Magnus looks so sincere I almost laugh.

“You know you could have been a therapist in another life.”

He grins at that. “A Viking and a therapist. A most noble occupation.”

By the time we get back to the estate I am pleasantly drunk and bolstered by Magnus’s confidence in me. There’s something freeing now about the fact that he knows—nay, the whole entire house knows—that there’s something going on between Laila and me. Of course the biggest bloody issue is that there isn’t anything going on between us—not anymore.

But if I can make it up to her somehow, if I can perfect the art of groveling, then perhaps I can change that. If I explain to her how I truly feel and how I’m going to try to work through what I’m afraid of, whether that’s with her or with a therapist, then that’s what I’m going to do.

“James,” Magnus says to me in the hallway as I’m about to walk off to Laila’s room. He puts his hand on my shoulder, keeping me in place, and I sway a little. “Tell me you’re going to bed right now. Your own bed.”

I give him a sheepish look. “I was hoping to maybe do a bit of groveling.”

“It’s almost midnight and you’re wasted,” he whispers roughly.

“I believe you said you’d fire me if I stayed sober,” I point out.

“Do your groveling some other time,” he says, giving me a hearty shake that makes the hall spin. “Let the dear nanny rest.”

I sigh and he lets go of me, and I nearly stumble into the wall. I make my way to my door and open it, glancing over my shoulder to see Magnus staring at me with his arms crossed, like a father making sure his child is really going to bed. I’ve never felt more like Bjorn.

I go inside my room and close the door behind me before flopping down on the bed in my suit.

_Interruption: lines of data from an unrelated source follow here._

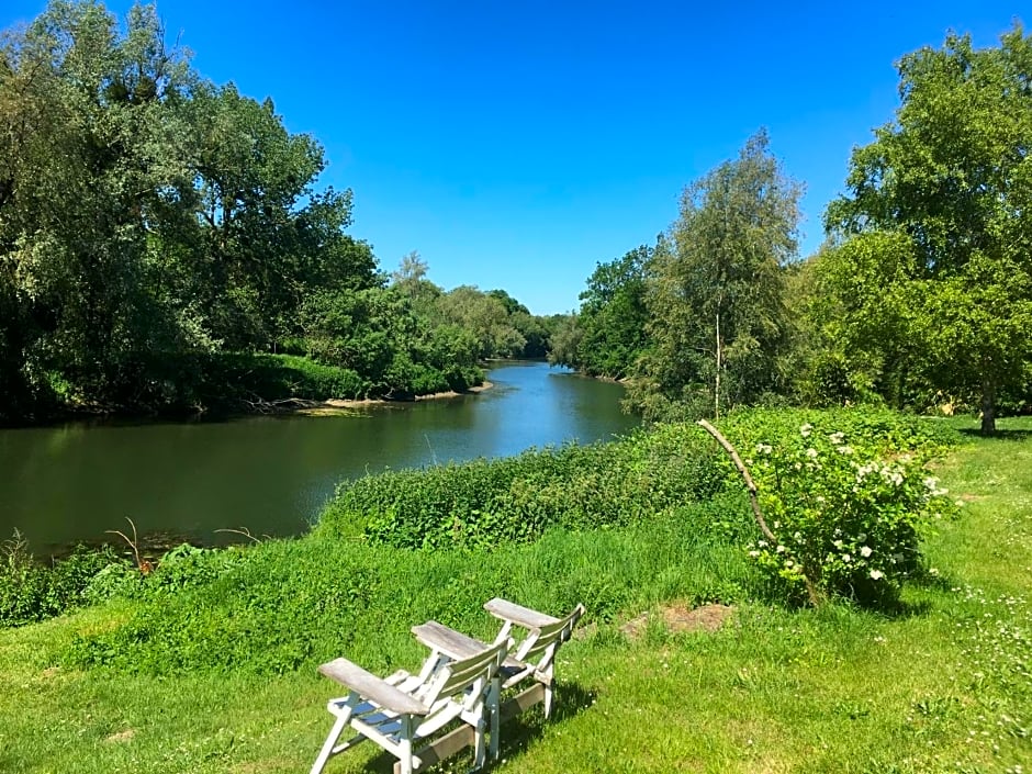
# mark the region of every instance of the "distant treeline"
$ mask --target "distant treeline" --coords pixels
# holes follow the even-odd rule
[[[0,38],[0,422],[462,390],[543,357],[504,291],[392,278],[270,100],[202,79],[153,5],[55,0]],[[282,357],[292,355],[299,357]]]
[[[1032,408],[1032,36],[951,34],[898,64],[799,260],[801,186],[766,134],[685,189],[654,246],[599,263],[551,360],[629,379],[648,418],[742,404]]]

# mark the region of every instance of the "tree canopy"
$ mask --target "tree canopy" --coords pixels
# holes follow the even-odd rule
[[[987,433],[1032,366],[1032,37],[1000,43],[950,34],[905,56],[896,119],[827,214],[828,272],[859,323],[844,333],[898,384],[979,394]]]
[[[779,386],[789,327],[783,268],[797,250],[800,194],[765,131],[684,190],[651,261],[650,344],[631,392],[647,416],[671,403],[708,403],[719,414]]]

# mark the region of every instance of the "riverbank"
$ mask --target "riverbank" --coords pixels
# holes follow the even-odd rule
[[[939,465],[967,504],[926,541],[934,572],[908,584],[900,613],[764,603],[728,503],[487,552],[265,541],[183,557],[150,601],[0,631],[0,769],[304,770],[337,695],[316,663],[411,669],[424,653],[410,626],[491,637],[480,605],[501,594],[588,610],[561,654],[553,717],[504,728],[502,774],[1027,771],[1032,422],[1000,424],[1002,437],[971,437]],[[663,615],[714,601],[733,608],[715,631],[677,633]],[[333,767],[367,771],[375,755]]]
[[[475,384],[468,390],[458,392],[447,390],[445,392],[435,392],[429,395],[416,395],[411,400],[390,400],[384,397],[367,397],[362,400],[344,400],[332,397],[328,401],[313,402],[313,405],[303,405],[295,408],[287,408],[283,413],[301,414],[303,416],[341,416],[350,413],[355,408],[369,408],[372,406],[384,406],[391,404],[415,403],[418,401],[439,401],[449,397],[461,397],[462,395],[476,395],[484,390],[493,388],[489,381]]]

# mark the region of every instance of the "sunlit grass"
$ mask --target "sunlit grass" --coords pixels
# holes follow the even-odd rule
[[[577,593],[601,606],[591,631],[560,652],[556,717],[546,723],[531,711],[506,728],[500,772],[1029,771],[1032,420],[1000,426],[1001,438],[972,437],[940,467],[965,505],[928,539],[934,572],[906,588],[897,616],[750,603],[736,556],[673,516],[650,530],[556,531],[505,549],[504,581],[491,572],[484,580],[486,558],[476,553],[426,565],[405,554],[399,588],[425,591],[400,606],[426,612],[445,586],[456,609],[436,613],[461,616],[458,606],[475,607],[503,582],[520,599]],[[283,556],[296,562],[305,551]],[[386,606],[383,594],[378,604]],[[657,622],[631,641],[618,631],[673,598],[725,594],[739,604],[717,632],[673,633]],[[335,693],[314,663],[281,675],[155,676],[63,661],[76,632],[113,629],[131,616],[130,603],[116,603],[0,632],[0,771],[307,770]],[[417,621],[402,618],[369,610],[341,652],[377,669],[415,665],[418,649],[405,630]],[[486,617],[467,620],[475,633],[491,626]],[[370,745],[327,771],[389,769]]]

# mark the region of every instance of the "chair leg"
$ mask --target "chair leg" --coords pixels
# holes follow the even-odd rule
[[[336,745],[337,739],[340,738],[340,732],[347,727],[348,720],[350,719],[350,710],[337,717],[333,729],[329,731],[329,736],[326,737],[326,743],[323,744],[323,749],[319,751],[318,758],[316,758],[315,763],[312,764],[312,771],[310,774],[319,774],[323,771],[323,767],[326,765],[326,761],[328,761],[330,755],[334,754],[334,745]]]
[[[415,765],[412,760],[412,716],[402,715],[401,739],[399,740],[399,760],[402,764],[401,774],[413,774]]]
[[[497,761],[501,748],[498,726],[502,715],[502,681],[498,677],[491,681],[491,689],[487,693],[487,711],[491,718],[491,760]]]
[[[552,671],[554,664],[549,664],[545,670],[545,718],[548,719],[552,714]]]

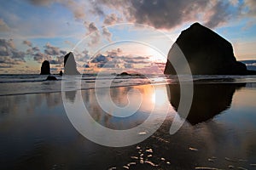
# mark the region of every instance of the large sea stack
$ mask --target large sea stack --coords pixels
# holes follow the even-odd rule
[[[44,60],[42,63],[40,75],[49,75],[49,74],[50,74],[49,63],[48,60]]]
[[[64,57],[64,73],[66,75],[79,75],[77,64],[72,52],[68,53]]]
[[[182,53],[193,75],[247,75],[256,72],[247,71],[244,64],[236,61],[230,42],[199,23],[182,31],[168,54],[168,60],[178,60]],[[171,60],[172,59],[172,60]],[[171,61],[172,63],[172,61]],[[165,74],[176,75],[173,66],[166,62]],[[180,63],[179,63],[180,64]],[[178,65],[184,67],[183,63]],[[178,74],[186,74],[180,71]]]

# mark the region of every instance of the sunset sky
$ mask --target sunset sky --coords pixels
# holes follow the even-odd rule
[[[0,6],[0,74],[39,73],[45,60],[58,72],[71,50],[79,70],[108,61],[120,69],[163,66],[165,60],[154,57],[166,55],[194,22],[230,41],[237,60],[256,60],[255,0],[9,0]]]

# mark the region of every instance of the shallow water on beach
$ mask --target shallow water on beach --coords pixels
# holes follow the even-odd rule
[[[73,103],[78,91],[0,96],[0,169],[256,168],[256,83],[217,82],[195,83],[187,117],[176,111],[177,84],[110,88],[113,101],[119,106],[127,105],[131,89],[137,91],[129,94],[131,105],[143,99],[138,110],[127,118],[106,114],[95,90],[82,90],[91,116],[108,128],[134,128],[147,119],[153,106],[158,109],[151,113],[152,125],[165,118],[146,140],[119,148],[95,144],[73,128],[61,99],[64,94]],[[101,89],[101,99],[105,92]],[[166,117],[163,105],[168,105]],[[175,116],[186,122],[171,135]]]

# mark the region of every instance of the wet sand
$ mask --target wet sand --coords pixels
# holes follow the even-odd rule
[[[172,135],[177,87],[155,87],[160,94],[168,89],[175,95],[154,100],[156,91],[150,85],[111,89],[119,105],[127,104],[124,95],[131,88],[142,92],[143,105],[126,120],[103,113],[93,90],[82,92],[92,117],[113,129],[143,122],[153,104],[170,105],[166,119],[151,137],[120,148],[99,145],[77,132],[65,112],[61,93],[1,96],[0,169],[256,169],[255,84],[195,85],[190,115]],[[74,102],[76,94],[66,97]],[[136,99],[137,94],[131,97]],[[156,121],[160,112],[155,113]],[[207,116],[196,120],[199,113]]]

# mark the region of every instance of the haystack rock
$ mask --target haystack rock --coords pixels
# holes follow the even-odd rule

I lie there for a moment, trying to gather up the strength and courage to go out and see Laila anyway. Then I hear her bed creak from her room. I move myself up on the bed until my head is pressed against the wall.

“Laila?” I say. “Are you up?”

No answer.

“Laila?” I say a little louder.

I push my ear harder against the wall.

“I want to talk to you,” I go on, trying not to slur my words. “I need to talk to you. Can I come over?”

Silence.

Then, “No.”

I shouldn’t be surprised at the rejection, but my drunk little heart feels the pinch.

I open my mouth to protest, to say something, anything to convince her, but I hear her sigh loudly. A sigh filled with sadness and longing.

“Go to sleep, James.”

And so I do.

Twenty-Two

JAMES

“Bloody hell, it’s freezing,” I mumble as I step out of the house.

“Not going to lie,” Magnus says, closing the door behind him, “I’m actually getting sick of this weather. Coldest January in a decade. I’m counting down the days to Morocco.”

“So am I,” I admit. Next month the family is going to Morocco, and because the kids are going, that means I get to go. I’ve been craving sunshine like nothing else, and a week in the heat will do me a lot of good.

Unfortunately, it means that Laila will be going too.

Being around her now has become unbearable, and of course I have only myself to blame.

It’s been two weeks since I did the stupid thing where I didn’t reciprocate her feelings and said things in order to push her away, partly because I was protecting her and partly because I was protecting myself. In that time, and since Magnus let me know that the family is totally wise to our affair, I’ve been doing all I can to tell Laila both that I’m sorry and how I feel. I know laying out an “actually I love you too, and that’s what scared me the most because I realized how far gone I was” isn’t going to get me anywhere, but neither is a good old-fashioned apology. Laila refuses to be alone with me, and when we have to interact with each other there’s a fake pleasantness. No one in the house is buying it, which makes things extra awkward because everyone knows why Laila is acting that way, but of course no one is saying anything.